The spirits company now manufactures alcohol products, develops brands internally, and facilitates the distribution needs of other brands. Toast in-house brands include the Toast vodka and a line of seltzers that are currently in the process of going to market. Toast Distillers now fully owns the Miami Distilling Company, which produces Miami Club Rum, E11EVEN Vodka, and Pitbull's Voli 305 Vodka.

Louis says he and Pitbull go way back — when Louis was on the marketing team at Miami Subs as the sandwich chain was restructuring, he persuaded Pitbull to come on as a business partner in 2012. The next year, Louis executively produced International Takeover, a compilation album that featured Pitbull and other Miami artists.

Like Pitbull, Louis is big on 305 pride — he describes himself as "a very big Miamian" who loves to support his adopted city and the state of Florida. Through Toast's charitable arm, Toast First Response, Louis collaborated with a friend to bring 18-wheelers from Tulsa, Oklahoma, full of diapers, food, water, and other supplies to contribute to the relief efforts for the devastation left by Hurricane Irma in September 2017.

"Our entire model is to be here to support the community in any way that we can," Louis says. "Coming from a third-world country, I have seen it all in terms of what it's like when it comes to support and poverty. Anything that we could do, we are here to do that."

When the coronavirus pandemic struck, Louis saw an opportunity for the company to fulfill a need for hand-sanitizer products.

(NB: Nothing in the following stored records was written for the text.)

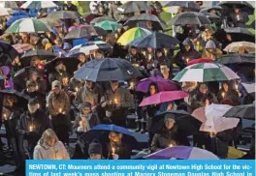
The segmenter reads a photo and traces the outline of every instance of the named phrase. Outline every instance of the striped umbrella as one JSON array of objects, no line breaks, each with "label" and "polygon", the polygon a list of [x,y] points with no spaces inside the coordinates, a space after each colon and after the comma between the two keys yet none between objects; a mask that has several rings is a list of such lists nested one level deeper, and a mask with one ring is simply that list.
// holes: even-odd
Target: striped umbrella
[{"label": "striped umbrella", "polygon": [[52,29],[45,22],[35,18],[22,18],[14,22],[7,33],[45,33]]},{"label": "striped umbrella", "polygon": [[240,76],[228,67],[216,63],[200,63],[187,66],[173,80],[208,82],[232,79],[240,79]]},{"label": "striped umbrella", "polygon": [[151,34],[151,32],[147,29],[134,27],[123,33],[123,35],[118,39],[117,44],[121,45],[127,45],[134,40],[144,37],[149,34]]},{"label": "striped umbrella", "polygon": [[27,1],[20,8],[22,9],[48,9],[48,8],[56,8],[58,7],[52,1]]}]

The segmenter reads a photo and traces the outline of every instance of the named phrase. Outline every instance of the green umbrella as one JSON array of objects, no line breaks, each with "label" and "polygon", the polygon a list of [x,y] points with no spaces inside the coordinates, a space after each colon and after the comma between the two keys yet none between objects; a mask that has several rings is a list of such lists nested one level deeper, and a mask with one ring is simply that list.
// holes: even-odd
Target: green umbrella
[{"label": "green umbrella", "polygon": [[102,22],[96,23],[95,26],[98,26],[106,31],[115,31],[117,28],[122,27],[121,24],[110,20],[104,20]]}]

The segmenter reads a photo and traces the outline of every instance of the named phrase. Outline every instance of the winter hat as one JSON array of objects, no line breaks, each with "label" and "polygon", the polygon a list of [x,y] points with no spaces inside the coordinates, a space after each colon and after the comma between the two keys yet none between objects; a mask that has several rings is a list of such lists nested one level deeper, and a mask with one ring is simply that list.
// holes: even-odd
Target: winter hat
[{"label": "winter hat", "polygon": [[209,40],[207,44],[206,44],[206,49],[208,48],[212,48],[212,49],[216,49],[216,44],[213,41]]},{"label": "winter hat", "polygon": [[88,149],[88,154],[92,155],[92,154],[99,154],[102,155],[102,146],[99,143],[99,141],[97,139],[94,139],[90,145],[89,145],[89,149]]},{"label": "winter hat", "polygon": [[84,102],[80,105],[80,110],[81,111],[83,108],[89,107],[91,108],[91,103],[89,102]]},{"label": "winter hat", "polygon": [[58,80],[54,80],[54,81],[51,83],[51,89],[55,89],[55,88],[59,88],[59,89],[61,89],[61,83],[60,83],[60,81],[58,81]]}]

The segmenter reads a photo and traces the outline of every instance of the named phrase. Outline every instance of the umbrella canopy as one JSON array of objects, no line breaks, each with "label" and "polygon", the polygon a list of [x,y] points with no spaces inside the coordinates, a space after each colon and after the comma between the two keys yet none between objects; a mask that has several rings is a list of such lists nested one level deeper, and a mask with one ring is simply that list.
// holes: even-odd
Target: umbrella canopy
[{"label": "umbrella canopy", "polygon": [[122,14],[129,14],[141,11],[147,11],[151,8],[147,5],[145,1],[128,1],[125,4],[117,8]]},{"label": "umbrella canopy", "polygon": [[176,15],[171,19],[170,23],[183,26],[187,24],[210,24],[210,21],[202,13],[186,12]]},{"label": "umbrella canopy", "polygon": [[232,43],[229,45],[227,45],[224,48],[224,50],[227,52],[239,52],[240,47],[243,47],[248,52],[255,52],[255,44],[254,43],[248,43],[245,41]]},{"label": "umbrella canopy", "polygon": [[18,52],[18,54],[22,54],[28,50],[34,49],[34,46],[30,44],[14,44],[13,47]]},{"label": "umbrella canopy", "polygon": [[129,44],[135,47],[151,47],[151,48],[173,48],[179,41],[176,38],[163,33],[153,32],[142,39],[138,39]]},{"label": "umbrella canopy", "polygon": [[52,1],[27,1],[20,8],[22,9],[48,9],[48,8],[56,8],[58,7]]},{"label": "umbrella canopy", "polygon": [[169,110],[155,116],[152,119],[152,127],[150,129],[151,132],[157,132],[162,130],[164,126],[164,119],[166,116],[172,116],[172,118],[175,118],[176,124],[178,129],[177,131],[182,132],[186,135],[198,132],[199,128],[202,125],[202,123],[198,119],[191,116],[184,110]]},{"label": "umbrella canopy", "polygon": [[64,24],[64,22],[61,19],[42,17],[42,18],[40,18],[40,20],[42,20],[43,22],[47,23],[50,27],[61,26],[61,25]]},{"label": "umbrella canopy", "polygon": [[219,64],[255,63],[255,54],[227,54],[215,60]]},{"label": "umbrella canopy", "polygon": [[246,28],[242,27],[229,27],[225,29],[219,29],[213,34],[213,37],[220,43],[224,44],[227,41],[227,34],[231,35],[233,42],[246,41],[255,43],[255,36]]},{"label": "umbrella canopy", "polygon": [[149,34],[151,34],[151,32],[148,31],[147,29],[135,27],[123,33],[121,37],[118,39],[117,44],[121,45],[127,45],[134,40],[144,37]]},{"label": "umbrella canopy", "polygon": [[0,40],[0,55],[1,52],[9,55],[11,59],[15,59],[18,55],[17,51],[4,40]]},{"label": "umbrella canopy", "polygon": [[180,8],[186,8],[199,12],[200,6],[194,1],[171,1],[165,5],[165,7],[178,6]]},{"label": "umbrella canopy", "polygon": [[0,16],[10,15],[8,9],[0,7]]},{"label": "umbrella canopy", "polygon": [[187,66],[179,72],[173,80],[178,82],[223,81],[239,79],[240,76],[228,67],[216,63],[203,63]]},{"label": "umbrella canopy", "polygon": [[130,62],[124,59],[104,58],[85,63],[75,74],[78,79],[97,81],[127,80],[142,76]]},{"label": "umbrella canopy", "polygon": [[152,23],[153,28],[155,28],[156,30],[163,30],[165,28],[164,22],[161,21],[156,15],[147,14],[141,14],[139,15],[129,17],[123,25],[136,27],[140,26],[140,22],[142,21],[150,21]]},{"label": "umbrella canopy", "polygon": [[148,160],[219,160],[217,156],[204,149],[187,146],[169,147],[153,154],[150,154],[145,159]]},{"label": "umbrella canopy", "polygon": [[172,101],[176,101],[180,99],[184,99],[188,97],[189,94],[187,94],[184,91],[165,91],[157,93],[153,96],[147,97],[143,100],[143,102],[140,103],[139,106],[146,106],[146,105],[152,105],[152,104],[159,104],[163,103],[168,103]]},{"label": "umbrella canopy", "polygon": [[1,1],[0,7],[2,8],[10,8],[10,9],[18,9],[16,1]]},{"label": "umbrella canopy", "polygon": [[199,63],[212,63],[213,60],[210,58],[200,58],[200,59],[193,59],[189,61],[186,65],[191,66],[193,64],[199,64]]},{"label": "umbrella canopy", "polygon": [[69,75],[74,75],[74,73],[78,70],[80,60],[77,57],[57,57],[46,63],[45,71],[47,73],[52,73],[55,71],[57,62],[62,62],[66,67],[66,71]]},{"label": "umbrella canopy", "polygon": [[83,44],[79,44],[73,47],[69,53],[70,56],[78,56],[80,53],[89,55],[92,50],[100,49],[103,51],[112,52],[112,46],[103,41],[88,42]]},{"label": "umbrella canopy", "polygon": [[158,91],[175,91],[178,90],[178,85],[171,80],[164,79],[163,77],[148,77],[142,79],[136,86],[136,91],[147,93],[148,87],[151,83],[157,85]]},{"label": "umbrella canopy", "polygon": [[66,36],[65,40],[91,38],[93,36],[105,36],[107,32],[100,27],[94,27],[92,25],[84,25],[72,29]]},{"label": "umbrella canopy", "polygon": [[46,23],[35,18],[22,18],[14,22],[6,33],[45,33],[52,31],[52,29]]},{"label": "umbrella canopy", "polygon": [[110,20],[105,20],[99,23],[95,23],[94,26],[100,27],[106,31],[115,31],[116,29],[122,27],[121,24]]},{"label": "umbrella canopy", "polygon": [[80,15],[78,12],[73,11],[57,11],[48,15],[48,18],[55,19],[77,19]]},{"label": "umbrella canopy", "polygon": [[224,114],[231,108],[231,105],[212,103],[210,105],[195,109],[191,115],[201,122],[206,122],[207,119],[209,118],[222,118]]},{"label": "umbrella canopy", "polygon": [[255,104],[238,105],[230,108],[225,117],[240,117],[255,120]]},{"label": "umbrella canopy", "polygon": [[92,19],[90,21],[90,24],[95,24],[95,23],[99,23],[105,20],[109,20],[109,21],[115,21],[113,18],[110,17],[110,16],[99,16],[99,17],[95,17],[94,19]]}]

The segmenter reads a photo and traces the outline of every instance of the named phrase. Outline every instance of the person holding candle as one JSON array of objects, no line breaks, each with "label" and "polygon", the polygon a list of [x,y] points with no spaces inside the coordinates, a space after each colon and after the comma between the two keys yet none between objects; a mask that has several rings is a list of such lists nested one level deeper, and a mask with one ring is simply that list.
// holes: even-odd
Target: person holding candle
[{"label": "person holding candle", "polygon": [[45,110],[39,108],[38,103],[36,99],[30,99],[27,105],[28,110],[22,113],[17,121],[19,146],[26,147],[23,145],[23,140],[27,141],[30,159],[33,159],[34,148],[40,136],[47,129],[51,128],[49,118]]},{"label": "person holding candle", "polygon": [[42,134],[33,153],[34,160],[69,160],[70,156],[64,144],[51,129]]},{"label": "person holding candle", "polygon": [[47,98],[47,107],[52,120],[53,130],[58,138],[65,144],[69,143],[69,132],[72,129],[70,119],[69,96],[61,88],[61,83],[54,80],[51,91]]}]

His Distilled Spirits Plant (DSP) license allowed Toast Distillers to manufacture products for Veritas Farms.

In keeping with the philosophy of giving, Louis' company has donated the supplies to military and government agencies nationwide, while donating locally to the Boys and Girls Club and the University of Miami.

Over time, Louis intends to keep building and growing the Toast label. In the short term, he hopes Toast Distillers can remain in Miami and help other entrepreneurs develop and manufacture their own brands.